Sheehan of NOlympics LA sees many similarities between the new French law and plans already underway for the 2028 games in Los Angeles. “The LA ‘28 Organizing Committee is excited to announce that they’re going to be using facial recognition for all tickets to the games—meanwhile, French politicians are trying to try to sneak it through,” he told Bolts. 

He also noted that a contingent of LA2028 Olympic Planning Committee officials and LAPD officers, including police chief Michel Moore, had in 2021 traveled to France to discuss both countries’ security preparations for the games with their French equivalents. “The way that it’s policed in every large city around the world is very similar,” he said. 

Sheehan, like many skeptics of the LA 2028 Olympics, foresees a repeat of the 1984 Los Angeles games, which led the LAPD to crack down on street homelessness and rapidly accelerated police militarization in the years after. “In Los Angeles, we’re already seeing evictions, we’re already seeing people being removed—literally for Olympic hotels,” he said. 

Meanwhile, while much of the debate over the law in France has centered on Article 7, Natsuko Sasaki with the anti-Olympics group Saccage 2024 says that there are other concerning aspects as well. Article 12, for example, imposes a 7,500 euro penalty and six months in jail against anyone who enters Olympic premises without a ticket, a move that has been interpreted as an attempt to quell political demonstrations. It could build on existing French laws that are already being used to crack down on public protests against Macron’s recent increase in retirement age and cost of living hikes. “It criminalizes the actions of militants…If we do something at the stadium,” she said. “And so we can’t. We can’t allow ourselves to pay this sort of fine.” 
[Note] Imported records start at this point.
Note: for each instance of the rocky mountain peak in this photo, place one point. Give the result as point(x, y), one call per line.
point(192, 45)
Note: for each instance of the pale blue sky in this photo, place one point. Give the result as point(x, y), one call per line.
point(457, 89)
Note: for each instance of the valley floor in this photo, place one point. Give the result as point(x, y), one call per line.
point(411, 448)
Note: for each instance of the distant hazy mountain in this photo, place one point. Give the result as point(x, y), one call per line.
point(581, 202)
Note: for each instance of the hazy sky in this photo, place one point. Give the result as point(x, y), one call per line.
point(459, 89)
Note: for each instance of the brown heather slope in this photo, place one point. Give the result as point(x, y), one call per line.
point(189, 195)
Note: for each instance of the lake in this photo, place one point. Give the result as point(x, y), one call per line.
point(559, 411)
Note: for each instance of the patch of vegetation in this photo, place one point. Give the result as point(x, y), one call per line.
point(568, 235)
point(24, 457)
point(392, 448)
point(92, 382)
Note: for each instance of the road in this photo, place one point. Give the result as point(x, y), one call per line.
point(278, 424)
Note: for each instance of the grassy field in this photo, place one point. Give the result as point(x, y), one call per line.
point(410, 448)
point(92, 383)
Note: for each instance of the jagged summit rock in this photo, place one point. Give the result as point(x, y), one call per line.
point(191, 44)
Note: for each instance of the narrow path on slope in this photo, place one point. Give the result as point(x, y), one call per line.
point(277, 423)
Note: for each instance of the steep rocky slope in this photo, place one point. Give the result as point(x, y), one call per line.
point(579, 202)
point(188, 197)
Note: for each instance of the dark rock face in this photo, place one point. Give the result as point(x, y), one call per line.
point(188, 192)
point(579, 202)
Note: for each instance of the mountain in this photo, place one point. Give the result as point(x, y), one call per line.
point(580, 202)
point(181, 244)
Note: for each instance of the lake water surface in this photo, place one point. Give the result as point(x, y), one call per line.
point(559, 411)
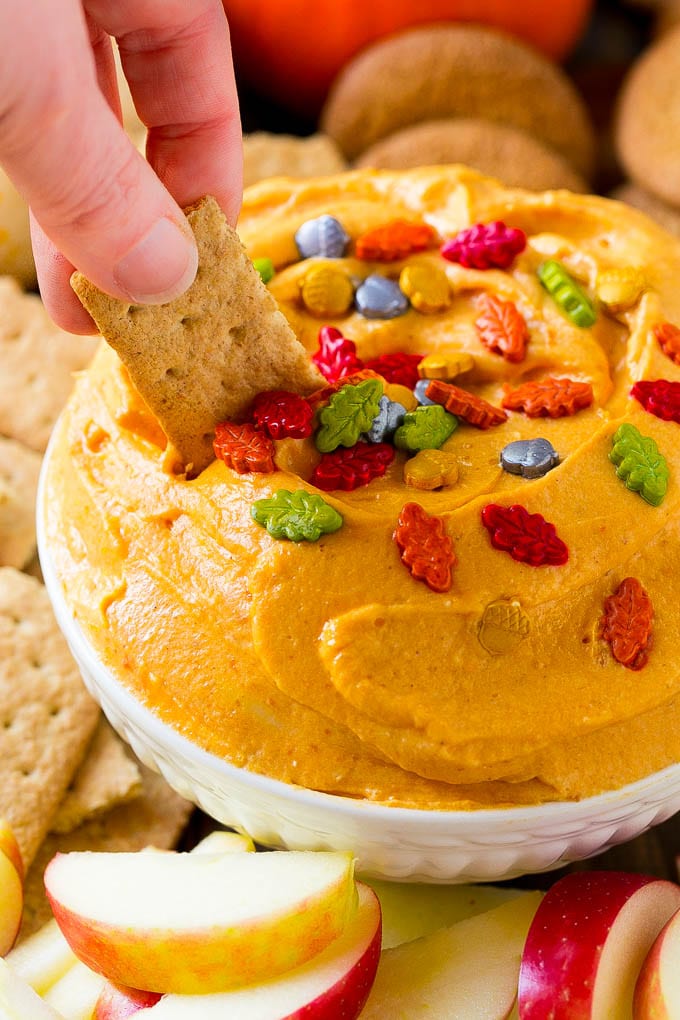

“Our collective says that we want to cancel the games. That’s the official line. But I’m Japanese and I saw that even Covid didn’t cancel the Olympics,” she said, referencing the 2020 Tokyo games, which were postponed until 2021, then ultimately held without spectators because of the pandemic. For Sasaki, the fight against the Olympics is a marathon, not a sprint. Though Tokyo went ahead, it so soured the Japanese public on the games that the mayor of Sapporo, which had applied to host the 2030 games, recently announced that the city would delay its bid to host. “For us, after Paris, it’s finished,” she said, “but the Olympics continue.”